La famille, c’est le tuteur de la rose, le support qui ne cesse de tenir malgré les épines. C’est aussi l’épouvantail qui repousse les moineaux  sans étouffer la fleur, et permet alors son épanouissement. La famille obéit aux lois de la famille qui ne sont pas les lois dictées par un chef tout puissant, mais des règles universelles de vie que tout un chacun est appelé à intégrer au cours de son existence, sur le chemin de sa propre quête intérieure.

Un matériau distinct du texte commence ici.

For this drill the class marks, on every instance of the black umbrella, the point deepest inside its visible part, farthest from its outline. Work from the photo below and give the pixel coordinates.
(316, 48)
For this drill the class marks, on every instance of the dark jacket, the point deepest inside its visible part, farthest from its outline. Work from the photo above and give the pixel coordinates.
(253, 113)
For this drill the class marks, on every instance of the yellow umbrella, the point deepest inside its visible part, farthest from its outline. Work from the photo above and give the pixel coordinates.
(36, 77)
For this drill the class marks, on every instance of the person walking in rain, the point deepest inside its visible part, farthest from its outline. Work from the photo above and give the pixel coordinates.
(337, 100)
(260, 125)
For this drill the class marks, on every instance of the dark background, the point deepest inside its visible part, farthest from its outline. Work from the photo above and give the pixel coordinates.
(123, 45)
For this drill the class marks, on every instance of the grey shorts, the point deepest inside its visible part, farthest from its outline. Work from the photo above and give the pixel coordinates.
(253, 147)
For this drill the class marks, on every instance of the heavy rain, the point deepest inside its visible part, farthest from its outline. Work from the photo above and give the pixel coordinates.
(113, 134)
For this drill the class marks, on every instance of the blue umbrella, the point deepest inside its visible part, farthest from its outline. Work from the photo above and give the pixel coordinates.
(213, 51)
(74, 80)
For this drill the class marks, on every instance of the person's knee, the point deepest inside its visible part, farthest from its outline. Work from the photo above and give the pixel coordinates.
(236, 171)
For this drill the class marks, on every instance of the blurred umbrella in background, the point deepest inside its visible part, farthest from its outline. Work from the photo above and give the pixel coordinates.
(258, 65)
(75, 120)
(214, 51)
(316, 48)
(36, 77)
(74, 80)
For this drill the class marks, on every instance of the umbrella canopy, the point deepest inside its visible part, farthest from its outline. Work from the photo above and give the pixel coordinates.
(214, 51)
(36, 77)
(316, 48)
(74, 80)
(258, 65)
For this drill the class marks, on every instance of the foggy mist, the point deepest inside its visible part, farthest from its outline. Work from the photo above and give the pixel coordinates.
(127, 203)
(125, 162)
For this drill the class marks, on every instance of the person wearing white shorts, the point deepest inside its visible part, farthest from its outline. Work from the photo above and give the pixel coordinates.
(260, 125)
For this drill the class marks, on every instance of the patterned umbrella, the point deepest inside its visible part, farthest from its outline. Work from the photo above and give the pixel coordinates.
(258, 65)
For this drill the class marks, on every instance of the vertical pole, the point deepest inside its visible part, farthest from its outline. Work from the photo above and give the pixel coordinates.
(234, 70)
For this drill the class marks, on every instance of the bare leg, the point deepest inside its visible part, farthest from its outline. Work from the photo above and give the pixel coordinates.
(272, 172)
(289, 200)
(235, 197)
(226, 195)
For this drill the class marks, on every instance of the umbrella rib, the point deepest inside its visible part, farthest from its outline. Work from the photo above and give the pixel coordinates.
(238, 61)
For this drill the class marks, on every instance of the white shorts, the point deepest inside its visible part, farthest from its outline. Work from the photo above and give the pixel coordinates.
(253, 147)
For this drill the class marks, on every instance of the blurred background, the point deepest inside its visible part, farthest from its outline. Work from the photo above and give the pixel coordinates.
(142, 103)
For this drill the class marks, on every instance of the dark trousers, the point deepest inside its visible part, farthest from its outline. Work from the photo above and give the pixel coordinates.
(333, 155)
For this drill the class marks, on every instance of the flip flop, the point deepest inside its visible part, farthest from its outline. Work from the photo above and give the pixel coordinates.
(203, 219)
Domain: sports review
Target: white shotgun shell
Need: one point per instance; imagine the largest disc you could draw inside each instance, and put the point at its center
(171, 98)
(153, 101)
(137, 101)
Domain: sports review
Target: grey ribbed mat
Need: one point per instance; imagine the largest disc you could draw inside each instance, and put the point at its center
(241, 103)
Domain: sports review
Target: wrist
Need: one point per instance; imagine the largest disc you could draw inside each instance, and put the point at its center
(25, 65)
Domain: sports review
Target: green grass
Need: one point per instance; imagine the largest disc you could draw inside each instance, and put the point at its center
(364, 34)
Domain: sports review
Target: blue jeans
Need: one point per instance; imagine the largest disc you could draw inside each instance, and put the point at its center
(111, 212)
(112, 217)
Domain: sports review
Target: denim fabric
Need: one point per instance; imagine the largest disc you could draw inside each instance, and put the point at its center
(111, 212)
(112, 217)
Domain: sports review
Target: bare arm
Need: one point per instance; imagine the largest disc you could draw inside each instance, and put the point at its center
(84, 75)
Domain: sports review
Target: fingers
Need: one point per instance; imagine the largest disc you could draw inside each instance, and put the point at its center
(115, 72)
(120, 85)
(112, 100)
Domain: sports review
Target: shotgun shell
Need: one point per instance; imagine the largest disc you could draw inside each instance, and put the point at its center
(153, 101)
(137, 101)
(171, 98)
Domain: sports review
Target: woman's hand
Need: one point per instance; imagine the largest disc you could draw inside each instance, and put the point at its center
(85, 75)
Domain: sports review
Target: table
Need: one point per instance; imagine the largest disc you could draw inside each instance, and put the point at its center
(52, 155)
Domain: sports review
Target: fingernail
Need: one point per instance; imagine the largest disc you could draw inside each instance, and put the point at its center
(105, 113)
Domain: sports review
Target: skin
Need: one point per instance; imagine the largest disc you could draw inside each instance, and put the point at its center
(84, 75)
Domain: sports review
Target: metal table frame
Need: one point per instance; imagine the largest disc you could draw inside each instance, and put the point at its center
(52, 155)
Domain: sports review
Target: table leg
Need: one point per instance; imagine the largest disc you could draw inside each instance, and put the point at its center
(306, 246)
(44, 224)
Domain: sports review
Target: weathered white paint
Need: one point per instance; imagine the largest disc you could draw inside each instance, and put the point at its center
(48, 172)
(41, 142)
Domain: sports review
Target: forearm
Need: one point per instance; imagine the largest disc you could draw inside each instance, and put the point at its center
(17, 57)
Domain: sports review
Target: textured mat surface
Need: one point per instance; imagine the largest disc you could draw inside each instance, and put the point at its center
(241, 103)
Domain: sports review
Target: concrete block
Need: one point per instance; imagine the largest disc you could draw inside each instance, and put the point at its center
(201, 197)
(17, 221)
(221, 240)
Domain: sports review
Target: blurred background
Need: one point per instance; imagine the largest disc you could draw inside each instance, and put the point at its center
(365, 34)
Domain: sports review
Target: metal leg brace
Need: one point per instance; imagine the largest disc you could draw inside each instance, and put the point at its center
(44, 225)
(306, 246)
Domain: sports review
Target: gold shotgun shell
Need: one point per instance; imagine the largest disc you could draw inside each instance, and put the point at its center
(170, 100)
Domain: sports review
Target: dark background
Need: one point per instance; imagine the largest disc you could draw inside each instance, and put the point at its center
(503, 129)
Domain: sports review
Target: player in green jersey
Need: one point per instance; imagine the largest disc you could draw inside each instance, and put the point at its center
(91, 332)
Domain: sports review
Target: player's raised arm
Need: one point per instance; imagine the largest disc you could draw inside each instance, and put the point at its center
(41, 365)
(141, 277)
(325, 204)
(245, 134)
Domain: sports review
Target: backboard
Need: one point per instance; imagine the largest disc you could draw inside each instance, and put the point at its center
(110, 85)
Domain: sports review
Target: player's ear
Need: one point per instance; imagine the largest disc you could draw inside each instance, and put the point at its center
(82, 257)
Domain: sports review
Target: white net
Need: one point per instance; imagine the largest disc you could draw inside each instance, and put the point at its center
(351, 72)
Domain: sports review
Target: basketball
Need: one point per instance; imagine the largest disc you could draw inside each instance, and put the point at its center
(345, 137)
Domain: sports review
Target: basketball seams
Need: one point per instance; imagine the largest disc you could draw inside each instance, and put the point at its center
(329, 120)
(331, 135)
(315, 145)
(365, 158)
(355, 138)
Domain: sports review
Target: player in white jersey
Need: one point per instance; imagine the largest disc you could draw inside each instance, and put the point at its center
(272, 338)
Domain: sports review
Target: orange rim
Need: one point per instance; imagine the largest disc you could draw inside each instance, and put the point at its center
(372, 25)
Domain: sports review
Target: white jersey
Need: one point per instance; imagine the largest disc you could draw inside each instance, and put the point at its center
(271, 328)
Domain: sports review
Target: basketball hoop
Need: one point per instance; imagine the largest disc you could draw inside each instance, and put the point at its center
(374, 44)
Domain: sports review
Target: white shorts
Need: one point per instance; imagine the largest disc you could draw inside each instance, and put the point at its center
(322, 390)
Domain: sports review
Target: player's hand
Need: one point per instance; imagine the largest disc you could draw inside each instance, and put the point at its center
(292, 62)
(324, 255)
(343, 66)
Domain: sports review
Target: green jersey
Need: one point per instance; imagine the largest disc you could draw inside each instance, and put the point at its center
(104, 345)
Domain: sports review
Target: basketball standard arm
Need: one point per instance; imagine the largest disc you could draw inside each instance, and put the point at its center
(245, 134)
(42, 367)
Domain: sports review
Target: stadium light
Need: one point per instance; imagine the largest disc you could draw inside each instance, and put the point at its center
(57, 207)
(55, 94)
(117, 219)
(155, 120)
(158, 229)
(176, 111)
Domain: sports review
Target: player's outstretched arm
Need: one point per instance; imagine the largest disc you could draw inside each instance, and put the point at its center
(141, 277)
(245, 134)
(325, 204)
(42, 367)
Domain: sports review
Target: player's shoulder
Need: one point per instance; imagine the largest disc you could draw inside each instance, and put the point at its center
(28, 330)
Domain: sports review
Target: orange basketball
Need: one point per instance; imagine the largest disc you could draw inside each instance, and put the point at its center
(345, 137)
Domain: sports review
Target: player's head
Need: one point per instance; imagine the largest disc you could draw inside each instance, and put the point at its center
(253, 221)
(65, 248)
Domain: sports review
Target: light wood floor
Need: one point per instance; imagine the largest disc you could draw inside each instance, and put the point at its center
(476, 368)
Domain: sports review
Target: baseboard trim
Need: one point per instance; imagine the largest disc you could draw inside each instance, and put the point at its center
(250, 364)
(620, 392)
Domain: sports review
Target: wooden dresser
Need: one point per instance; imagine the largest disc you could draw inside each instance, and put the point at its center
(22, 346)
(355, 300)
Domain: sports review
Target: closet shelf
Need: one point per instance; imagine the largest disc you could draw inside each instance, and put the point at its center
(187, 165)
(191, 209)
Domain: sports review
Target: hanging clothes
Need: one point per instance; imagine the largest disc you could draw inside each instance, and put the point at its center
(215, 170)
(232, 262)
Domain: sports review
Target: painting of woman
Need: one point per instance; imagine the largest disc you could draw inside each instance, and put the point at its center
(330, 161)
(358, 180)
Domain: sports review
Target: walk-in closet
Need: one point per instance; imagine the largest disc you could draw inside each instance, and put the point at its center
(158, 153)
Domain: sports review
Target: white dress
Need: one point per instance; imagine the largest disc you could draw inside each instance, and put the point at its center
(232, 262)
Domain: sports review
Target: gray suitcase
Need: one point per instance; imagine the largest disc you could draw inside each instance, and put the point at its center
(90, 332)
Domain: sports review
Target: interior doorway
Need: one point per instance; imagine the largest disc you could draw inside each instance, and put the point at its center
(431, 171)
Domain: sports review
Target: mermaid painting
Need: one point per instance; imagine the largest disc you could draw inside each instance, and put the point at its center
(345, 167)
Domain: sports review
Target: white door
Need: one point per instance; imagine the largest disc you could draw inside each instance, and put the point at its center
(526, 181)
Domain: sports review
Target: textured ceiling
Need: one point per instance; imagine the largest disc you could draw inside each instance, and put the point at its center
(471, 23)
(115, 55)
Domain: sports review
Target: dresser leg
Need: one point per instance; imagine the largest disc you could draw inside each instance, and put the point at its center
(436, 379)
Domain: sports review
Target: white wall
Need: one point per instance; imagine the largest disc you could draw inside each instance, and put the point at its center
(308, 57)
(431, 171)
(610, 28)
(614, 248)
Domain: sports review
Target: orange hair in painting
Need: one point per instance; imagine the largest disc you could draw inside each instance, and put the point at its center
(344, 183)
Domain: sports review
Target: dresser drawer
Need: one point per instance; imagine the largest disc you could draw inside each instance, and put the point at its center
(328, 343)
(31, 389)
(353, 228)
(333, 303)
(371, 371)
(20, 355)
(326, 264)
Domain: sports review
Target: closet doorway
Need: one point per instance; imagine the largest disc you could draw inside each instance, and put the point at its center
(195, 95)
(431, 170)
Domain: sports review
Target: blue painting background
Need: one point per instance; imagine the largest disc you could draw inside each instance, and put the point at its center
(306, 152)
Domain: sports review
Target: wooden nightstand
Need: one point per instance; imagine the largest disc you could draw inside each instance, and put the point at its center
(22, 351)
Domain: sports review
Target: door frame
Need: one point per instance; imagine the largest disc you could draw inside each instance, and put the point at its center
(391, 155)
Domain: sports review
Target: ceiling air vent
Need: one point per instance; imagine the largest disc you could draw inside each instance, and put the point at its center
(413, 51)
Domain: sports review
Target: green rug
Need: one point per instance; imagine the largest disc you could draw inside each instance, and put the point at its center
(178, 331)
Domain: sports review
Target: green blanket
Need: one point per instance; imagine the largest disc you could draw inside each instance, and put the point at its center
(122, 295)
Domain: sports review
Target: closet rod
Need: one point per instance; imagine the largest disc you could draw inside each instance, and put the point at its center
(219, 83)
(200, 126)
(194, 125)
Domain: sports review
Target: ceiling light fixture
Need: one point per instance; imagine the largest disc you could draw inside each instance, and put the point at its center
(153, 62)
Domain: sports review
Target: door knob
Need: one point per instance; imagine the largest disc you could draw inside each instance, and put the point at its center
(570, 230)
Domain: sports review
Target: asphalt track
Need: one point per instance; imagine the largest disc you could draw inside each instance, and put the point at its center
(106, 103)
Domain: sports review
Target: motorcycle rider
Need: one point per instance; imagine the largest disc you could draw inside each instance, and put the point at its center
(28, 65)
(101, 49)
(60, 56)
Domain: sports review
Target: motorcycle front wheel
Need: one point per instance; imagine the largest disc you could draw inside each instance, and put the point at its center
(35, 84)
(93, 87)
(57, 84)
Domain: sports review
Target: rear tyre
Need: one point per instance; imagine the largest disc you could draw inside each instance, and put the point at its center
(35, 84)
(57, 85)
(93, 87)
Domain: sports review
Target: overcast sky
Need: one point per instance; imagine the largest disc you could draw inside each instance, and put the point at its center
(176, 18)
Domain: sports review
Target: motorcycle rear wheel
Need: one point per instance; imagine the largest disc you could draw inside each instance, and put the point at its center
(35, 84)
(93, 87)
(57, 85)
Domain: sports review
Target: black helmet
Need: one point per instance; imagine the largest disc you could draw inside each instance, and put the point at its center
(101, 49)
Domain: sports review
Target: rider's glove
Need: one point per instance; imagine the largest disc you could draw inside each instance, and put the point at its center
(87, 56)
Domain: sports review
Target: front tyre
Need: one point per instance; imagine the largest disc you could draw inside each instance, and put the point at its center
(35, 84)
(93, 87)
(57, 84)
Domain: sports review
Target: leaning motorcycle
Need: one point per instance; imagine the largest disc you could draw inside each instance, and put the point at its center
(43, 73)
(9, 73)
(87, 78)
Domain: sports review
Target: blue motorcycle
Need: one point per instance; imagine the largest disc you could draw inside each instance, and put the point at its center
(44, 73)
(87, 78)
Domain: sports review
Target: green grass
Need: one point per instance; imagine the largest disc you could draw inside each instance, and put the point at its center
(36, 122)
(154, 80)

Peu de personnes ont réussi à atteindre leur centre, et ceux qui savent y rester sont encore moins nombreux : ainsi parlent les proverbes. Et pourtant, c’est tout le voeu que je formule et que j’adresse à chacun de vous qui vous tenez devant moi, ainsi qu’à celles et ceux qui n’ont jamais quitté la table de mon coeur. La famille est une dimension sacrée qui a le devoir de savoir résister aux querelles internes sans que les uns ou les autres n’osent s’interdire de parler. La famille, c’est ce qui résume l’art de respecter, de s’engager, d’accueillir, d’écouter, de pardonner, partager, comprendre, délimiter ses espaces, soutenir et faire grandir pour enfin accepter le devoir de remplacer le rôle d’hier par le rôle d’aujourd’hui, sans jamais oublier que le pouvoir de l’amour est supérieur à tous les autres,  y compris celui de l’autorité.”